I’m not quite a “Bookerhead”—I won’t read all the titles on the longlist this year—but I find the list fascinating.
And I do have a copy of one of the novels, Jeanette Winterson’s Frankissstein, a strange, brilliant retelling of Mary Shelley’s Frankenstein. As always, Winterson writes gracefully, and in this novel she philosophically and scientifically explores the future of AI.
It begins like a historical novel. In the opening chapter, during inclement weather, Mary, with her husband, Percy Bysshe Shelley, their friend Lord Byron, her stepsister, and an obnoxious horny doctor, John Polidori, compete to see who can write the best ghost /horror story. Shelley’s Frankenstein is the winning result.
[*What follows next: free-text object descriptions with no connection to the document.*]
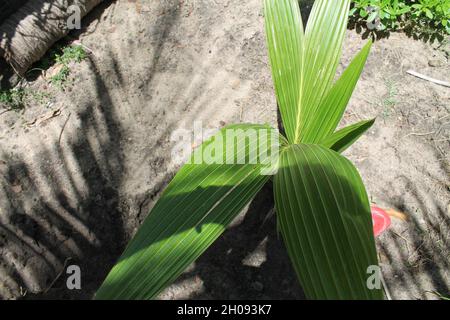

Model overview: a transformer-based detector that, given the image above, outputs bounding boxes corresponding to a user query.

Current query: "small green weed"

[0,88,26,110]
[50,65,71,88]
[0,88,51,111]
[56,45,88,65]
[48,45,87,88]
[381,79,398,118]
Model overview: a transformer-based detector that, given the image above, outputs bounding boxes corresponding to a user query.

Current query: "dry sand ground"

[0,0,448,299]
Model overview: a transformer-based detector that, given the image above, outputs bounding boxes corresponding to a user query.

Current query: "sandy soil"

[0,0,448,300]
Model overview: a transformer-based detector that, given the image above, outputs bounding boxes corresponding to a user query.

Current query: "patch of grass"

[56,45,88,65]
[0,88,26,110]
[48,45,87,88]
[50,65,71,88]
[0,88,51,111]
[381,79,398,118]
[29,90,52,105]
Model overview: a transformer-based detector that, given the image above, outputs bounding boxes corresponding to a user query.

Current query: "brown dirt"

[0,0,448,300]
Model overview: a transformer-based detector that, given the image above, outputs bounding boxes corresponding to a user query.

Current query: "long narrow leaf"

[274,144,382,299]
[264,0,304,143]
[264,0,352,145]
[320,119,375,154]
[296,0,351,143]
[302,41,372,144]
[96,124,280,299]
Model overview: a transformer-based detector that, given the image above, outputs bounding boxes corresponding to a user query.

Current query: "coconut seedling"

[96,0,382,300]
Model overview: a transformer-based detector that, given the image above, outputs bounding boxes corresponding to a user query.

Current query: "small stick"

[386,209,408,221]
[58,113,72,145]
[391,230,411,254]
[381,272,392,301]
[44,257,72,293]
[0,109,12,116]
[403,131,435,139]
[406,70,450,88]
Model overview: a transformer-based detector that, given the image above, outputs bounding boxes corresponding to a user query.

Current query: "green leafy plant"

[411,0,450,31]
[0,88,26,110]
[50,65,71,87]
[350,0,450,36]
[0,87,51,111]
[96,0,382,300]
[49,45,87,87]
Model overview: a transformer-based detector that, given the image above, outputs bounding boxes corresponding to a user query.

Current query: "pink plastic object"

[371,206,391,237]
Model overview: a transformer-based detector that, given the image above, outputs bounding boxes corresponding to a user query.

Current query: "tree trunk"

[0,0,103,75]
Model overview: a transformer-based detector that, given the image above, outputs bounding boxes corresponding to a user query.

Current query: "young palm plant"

[96,0,383,300]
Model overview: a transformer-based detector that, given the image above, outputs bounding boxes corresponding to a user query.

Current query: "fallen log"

[0,0,103,76]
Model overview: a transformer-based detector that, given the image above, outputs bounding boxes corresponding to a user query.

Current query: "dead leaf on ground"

[386,208,409,221]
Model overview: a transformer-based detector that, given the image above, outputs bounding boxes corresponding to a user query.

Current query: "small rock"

[11,184,22,194]
[251,281,264,292]
[231,79,240,89]
[428,59,444,67]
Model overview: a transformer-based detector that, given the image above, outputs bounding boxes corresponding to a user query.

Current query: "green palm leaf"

[264,0,304,143]
[96,124,280,299]
[302,41,373,144]
[298,0,352,143]
[274,144,382,299]
[320,119,375,154]
[264,0,353,144]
Winterson interweaves the story of Mary Shelley with an intellectual present-day first-person narrative by Ry Shelley, an English transgender man. In the present, Ry (short for Mary, not Ryan), a doctor and journalist, is interested in the ethical issues of AI. He has a relationship with Victor Frankisstein, a charming but ruthless AI enthusiast who gives TED talks and hopes to upload his brain into some AI form. (Neal Stephenson also writes about this issue in his new novel, Fall, or Dodge in Hell.)
But Ry’s interest in AI goes beyond science. He is also curious about the quotidian future of AI. At a conference as a journalist, he interviews Ron Lord, a working-class manufacturer of sexbots: Ron even hopes to make a deal with a rental car service, which will provide bots in the passenger seat. His pride in his dolls is comical but horrifying.
Women see these issues very differently from men. They express concerns at one of Victor’s AI promotional lectures that the future of AI may lower the status of women. It doesn’t help that Ron Lord is now one of Victor’s investors. A female Vanity Fair writer is is very indignant. Here is an excerpt from her conversation with Ry, whom she trusts because he is transgender, though she is surprise he won’t let her profile him for the magazine.
I don’t trust the way AI is being sold to us. People aren’t in the conversation, let alone the decisions. We’re going to wake up one morning and the world won’t be the same.
That morning could be any morning, I say. It could be climate breakdown. It could be nuclear. It could be Trump or Bolsonaro. It could be The Handmaid’s Tale.
That’s just what I mean, she says. We think change is gradual, incremental, that we’ll get used to it, adapt. But this feels different. And I hate the fuckin’ sexbots!
Though not a fan of Alexa and Siri, I had never considered the effect of AI on the future of women. The award-winning Winterson combines lyricism with geek talk in this genre-bending literary-philosophical-SF novel.